Jodie Foster suffers from ‘slight’ OCD credit:Bang Showbiz
Jodie Foster suffers from ‘slight’ OCD credit:Bang Showbiz

Jodie Foster suffers from “slight” OCD.

The ‘Silence of the Lambs’ actress and director, 61, also admitted she is “hyperfocused” in her work and loves crafting to do lists, which she said are things that “aren’t great” for acting.

She told Interview magazine: “I mean, there are two different sides of me, and the directing side is much truer to who I am.

“I have an opinion about everything. I’m very compartmentalized. I’m a future thinker and a big picture person.

“I like to organise. I like to make lists. I’m slightly hyperfocused and OCD. And all of those things aren’t really great for acting.

“I’ve had to learn how to sit on them. So it’s more comfortable for me to be a director, but obviously it’s harder for me to get movies off the ground, and it’s a longer process.

“So I think maybe if I have one regret in my career, it’s that I wasn’t able to make more movies as a director, but I’m really proud of the films that I made. They weren’t these gigantic hits, but they’re really personal stories that mean a lot to me.”

Jodie’s films as a director include ‘The Beaver’ starring Mel Gibson and ‘Money Monster’ featuring George Clooney as a kidnapped TV finance advisor.

She said about how she struggled to make the latter film: “‘Money Monster’ was the first genuine studio movie that I’d ever made, perhaps the last, as a director.

“It’s hard because it’s your baby and you love everything about it. The whole post-production was so difficult because it did have a strange tone.

“It had a lot of comedy, and I guess there was a thriller element to it.

“And it was, in my mind, more of an ensemble movie.

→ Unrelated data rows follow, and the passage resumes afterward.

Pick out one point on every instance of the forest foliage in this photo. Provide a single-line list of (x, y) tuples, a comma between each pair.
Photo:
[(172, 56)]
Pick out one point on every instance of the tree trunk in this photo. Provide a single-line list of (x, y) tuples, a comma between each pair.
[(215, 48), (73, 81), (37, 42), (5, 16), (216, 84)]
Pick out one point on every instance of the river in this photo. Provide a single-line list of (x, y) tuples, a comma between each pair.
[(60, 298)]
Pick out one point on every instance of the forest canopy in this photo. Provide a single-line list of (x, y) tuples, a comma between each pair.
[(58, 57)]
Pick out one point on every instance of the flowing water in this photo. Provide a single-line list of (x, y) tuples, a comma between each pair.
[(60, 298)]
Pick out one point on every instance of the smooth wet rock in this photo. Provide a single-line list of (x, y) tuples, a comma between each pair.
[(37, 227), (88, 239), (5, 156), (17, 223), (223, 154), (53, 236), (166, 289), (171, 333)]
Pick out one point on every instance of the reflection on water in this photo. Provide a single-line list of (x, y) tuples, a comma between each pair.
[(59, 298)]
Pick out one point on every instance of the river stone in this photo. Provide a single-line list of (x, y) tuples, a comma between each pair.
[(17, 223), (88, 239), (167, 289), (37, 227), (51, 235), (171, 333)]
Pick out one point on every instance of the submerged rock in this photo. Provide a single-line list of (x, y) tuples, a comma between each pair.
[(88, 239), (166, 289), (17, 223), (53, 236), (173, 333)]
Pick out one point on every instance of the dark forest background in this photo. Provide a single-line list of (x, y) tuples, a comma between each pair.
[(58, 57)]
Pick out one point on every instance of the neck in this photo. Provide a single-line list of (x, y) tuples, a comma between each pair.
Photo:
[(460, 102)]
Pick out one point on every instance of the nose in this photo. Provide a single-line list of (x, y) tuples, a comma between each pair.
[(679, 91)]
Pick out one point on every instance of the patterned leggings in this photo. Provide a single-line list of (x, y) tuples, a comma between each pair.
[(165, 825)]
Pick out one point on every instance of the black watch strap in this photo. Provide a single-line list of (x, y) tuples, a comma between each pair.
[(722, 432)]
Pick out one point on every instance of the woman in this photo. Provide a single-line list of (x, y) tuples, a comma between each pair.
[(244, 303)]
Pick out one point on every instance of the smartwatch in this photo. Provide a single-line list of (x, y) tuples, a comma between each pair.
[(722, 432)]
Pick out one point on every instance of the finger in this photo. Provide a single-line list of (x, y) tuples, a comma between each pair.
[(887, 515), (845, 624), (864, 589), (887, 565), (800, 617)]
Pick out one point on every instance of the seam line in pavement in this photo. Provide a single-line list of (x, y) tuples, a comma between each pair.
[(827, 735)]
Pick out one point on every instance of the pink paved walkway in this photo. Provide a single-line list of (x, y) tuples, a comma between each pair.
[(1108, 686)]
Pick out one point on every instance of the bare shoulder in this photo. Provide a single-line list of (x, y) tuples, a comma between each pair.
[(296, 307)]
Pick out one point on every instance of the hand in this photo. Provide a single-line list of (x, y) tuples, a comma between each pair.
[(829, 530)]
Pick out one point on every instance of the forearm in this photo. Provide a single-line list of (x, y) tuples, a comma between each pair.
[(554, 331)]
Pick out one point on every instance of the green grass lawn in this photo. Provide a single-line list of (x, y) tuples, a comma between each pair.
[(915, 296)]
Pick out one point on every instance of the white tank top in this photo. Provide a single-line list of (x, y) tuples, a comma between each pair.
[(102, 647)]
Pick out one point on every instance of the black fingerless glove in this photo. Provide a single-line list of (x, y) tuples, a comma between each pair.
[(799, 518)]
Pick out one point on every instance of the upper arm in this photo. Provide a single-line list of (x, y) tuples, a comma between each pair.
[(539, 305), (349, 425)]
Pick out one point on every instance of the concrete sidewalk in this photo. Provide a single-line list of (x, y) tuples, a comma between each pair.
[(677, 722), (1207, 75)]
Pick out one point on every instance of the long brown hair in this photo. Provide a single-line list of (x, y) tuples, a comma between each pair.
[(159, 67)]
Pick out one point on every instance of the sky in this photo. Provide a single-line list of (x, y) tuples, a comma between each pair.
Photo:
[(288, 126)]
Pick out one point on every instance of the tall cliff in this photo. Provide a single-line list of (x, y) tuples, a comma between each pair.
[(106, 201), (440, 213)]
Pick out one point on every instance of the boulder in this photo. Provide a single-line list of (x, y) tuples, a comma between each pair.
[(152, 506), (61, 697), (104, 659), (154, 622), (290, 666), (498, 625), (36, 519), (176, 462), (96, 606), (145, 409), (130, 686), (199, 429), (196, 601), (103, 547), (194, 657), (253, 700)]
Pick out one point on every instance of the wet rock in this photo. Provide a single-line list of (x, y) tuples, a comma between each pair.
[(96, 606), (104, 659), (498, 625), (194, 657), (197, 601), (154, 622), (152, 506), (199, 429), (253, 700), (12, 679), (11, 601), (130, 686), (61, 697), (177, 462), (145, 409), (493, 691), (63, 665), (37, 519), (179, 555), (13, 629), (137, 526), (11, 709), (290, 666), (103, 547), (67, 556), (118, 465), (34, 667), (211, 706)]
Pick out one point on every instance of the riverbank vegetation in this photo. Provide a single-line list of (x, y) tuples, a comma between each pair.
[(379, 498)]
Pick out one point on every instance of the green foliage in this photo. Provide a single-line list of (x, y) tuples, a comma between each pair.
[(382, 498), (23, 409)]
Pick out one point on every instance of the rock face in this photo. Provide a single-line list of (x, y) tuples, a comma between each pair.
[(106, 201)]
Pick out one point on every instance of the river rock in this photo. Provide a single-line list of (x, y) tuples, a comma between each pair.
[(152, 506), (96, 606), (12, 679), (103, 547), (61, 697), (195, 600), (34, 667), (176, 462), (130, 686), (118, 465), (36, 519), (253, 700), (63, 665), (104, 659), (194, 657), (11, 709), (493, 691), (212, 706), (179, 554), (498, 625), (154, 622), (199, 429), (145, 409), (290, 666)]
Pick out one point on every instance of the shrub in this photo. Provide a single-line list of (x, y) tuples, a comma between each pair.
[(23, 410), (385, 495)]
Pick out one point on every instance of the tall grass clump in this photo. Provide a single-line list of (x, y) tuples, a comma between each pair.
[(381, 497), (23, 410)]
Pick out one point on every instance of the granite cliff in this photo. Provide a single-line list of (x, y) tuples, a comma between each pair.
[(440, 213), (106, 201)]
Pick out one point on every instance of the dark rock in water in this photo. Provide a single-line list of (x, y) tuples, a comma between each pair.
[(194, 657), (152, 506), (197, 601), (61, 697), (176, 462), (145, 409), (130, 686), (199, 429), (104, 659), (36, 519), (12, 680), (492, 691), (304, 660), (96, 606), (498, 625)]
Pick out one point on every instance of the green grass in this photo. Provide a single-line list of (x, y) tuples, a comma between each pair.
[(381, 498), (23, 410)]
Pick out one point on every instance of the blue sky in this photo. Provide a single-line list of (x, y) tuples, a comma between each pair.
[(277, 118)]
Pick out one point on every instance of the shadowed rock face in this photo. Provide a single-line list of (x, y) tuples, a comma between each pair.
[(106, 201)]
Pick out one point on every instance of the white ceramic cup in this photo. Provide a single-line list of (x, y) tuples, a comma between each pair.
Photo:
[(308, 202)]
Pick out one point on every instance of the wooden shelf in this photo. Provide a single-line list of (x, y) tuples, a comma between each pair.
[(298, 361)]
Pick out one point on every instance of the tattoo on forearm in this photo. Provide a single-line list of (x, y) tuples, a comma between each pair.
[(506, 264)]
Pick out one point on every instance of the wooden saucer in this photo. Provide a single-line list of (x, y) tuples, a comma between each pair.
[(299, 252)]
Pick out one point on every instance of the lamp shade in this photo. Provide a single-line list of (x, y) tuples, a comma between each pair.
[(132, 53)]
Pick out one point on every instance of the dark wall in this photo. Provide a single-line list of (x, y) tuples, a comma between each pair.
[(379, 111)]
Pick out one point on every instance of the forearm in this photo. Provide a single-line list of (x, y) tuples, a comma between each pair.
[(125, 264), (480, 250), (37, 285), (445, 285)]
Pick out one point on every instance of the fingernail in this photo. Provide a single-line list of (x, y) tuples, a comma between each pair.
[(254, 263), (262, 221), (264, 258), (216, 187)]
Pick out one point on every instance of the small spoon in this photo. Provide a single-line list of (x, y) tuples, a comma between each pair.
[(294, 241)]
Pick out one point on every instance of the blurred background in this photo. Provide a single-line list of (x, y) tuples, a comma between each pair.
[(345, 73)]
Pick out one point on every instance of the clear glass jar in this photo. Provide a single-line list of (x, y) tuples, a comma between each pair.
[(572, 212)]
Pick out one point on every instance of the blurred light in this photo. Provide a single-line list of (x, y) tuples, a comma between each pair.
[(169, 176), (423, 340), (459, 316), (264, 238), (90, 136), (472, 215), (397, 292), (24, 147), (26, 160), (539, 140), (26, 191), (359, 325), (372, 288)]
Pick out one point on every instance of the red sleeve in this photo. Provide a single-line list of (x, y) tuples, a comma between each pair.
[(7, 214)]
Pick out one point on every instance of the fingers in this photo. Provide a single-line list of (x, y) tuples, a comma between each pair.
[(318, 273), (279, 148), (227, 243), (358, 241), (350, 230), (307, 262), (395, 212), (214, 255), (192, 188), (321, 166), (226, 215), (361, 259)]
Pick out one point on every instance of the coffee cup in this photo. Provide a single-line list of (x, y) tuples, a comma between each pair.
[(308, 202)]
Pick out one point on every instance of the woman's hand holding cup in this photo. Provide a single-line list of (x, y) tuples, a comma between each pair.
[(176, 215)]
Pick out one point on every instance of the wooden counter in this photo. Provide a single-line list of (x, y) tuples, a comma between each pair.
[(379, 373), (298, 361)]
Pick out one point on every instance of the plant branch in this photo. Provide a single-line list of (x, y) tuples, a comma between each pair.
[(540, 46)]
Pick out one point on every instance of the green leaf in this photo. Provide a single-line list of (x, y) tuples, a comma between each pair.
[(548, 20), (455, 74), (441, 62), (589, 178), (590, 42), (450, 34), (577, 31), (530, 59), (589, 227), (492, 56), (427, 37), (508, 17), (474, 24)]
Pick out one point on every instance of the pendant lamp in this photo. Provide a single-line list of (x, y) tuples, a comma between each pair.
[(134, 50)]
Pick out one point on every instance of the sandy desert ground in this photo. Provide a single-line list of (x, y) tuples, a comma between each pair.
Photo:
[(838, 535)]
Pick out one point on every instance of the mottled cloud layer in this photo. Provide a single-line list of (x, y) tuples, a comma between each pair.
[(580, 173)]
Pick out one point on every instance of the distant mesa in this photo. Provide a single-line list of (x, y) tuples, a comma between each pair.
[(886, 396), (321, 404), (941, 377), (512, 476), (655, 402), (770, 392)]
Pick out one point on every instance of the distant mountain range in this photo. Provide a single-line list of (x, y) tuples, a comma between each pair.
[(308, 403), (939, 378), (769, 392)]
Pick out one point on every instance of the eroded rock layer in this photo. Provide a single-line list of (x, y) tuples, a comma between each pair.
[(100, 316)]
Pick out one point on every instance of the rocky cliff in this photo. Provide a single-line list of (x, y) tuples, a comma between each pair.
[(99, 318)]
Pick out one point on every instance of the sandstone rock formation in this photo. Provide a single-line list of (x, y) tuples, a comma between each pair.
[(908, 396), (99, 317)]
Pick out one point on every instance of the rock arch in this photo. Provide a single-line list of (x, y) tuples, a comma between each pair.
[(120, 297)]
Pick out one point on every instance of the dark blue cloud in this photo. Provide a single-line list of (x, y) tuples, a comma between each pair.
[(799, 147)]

It also had a kind of a theatre-piece quality, which were none of the things that anybody who was selling the movie thought was a plus.

“It was tough for me. It was a big fight.”

Jodie also said she has given up the idea she had to be in pain to give a quality performance on camera.

She added: “When I was younger, I thought I had to be miserable in order to give a good performance.

“Now I understand that I have to be having a good day. So once they say, ‘Cut’, I’m thinking about something else. And then I really like to have fun.”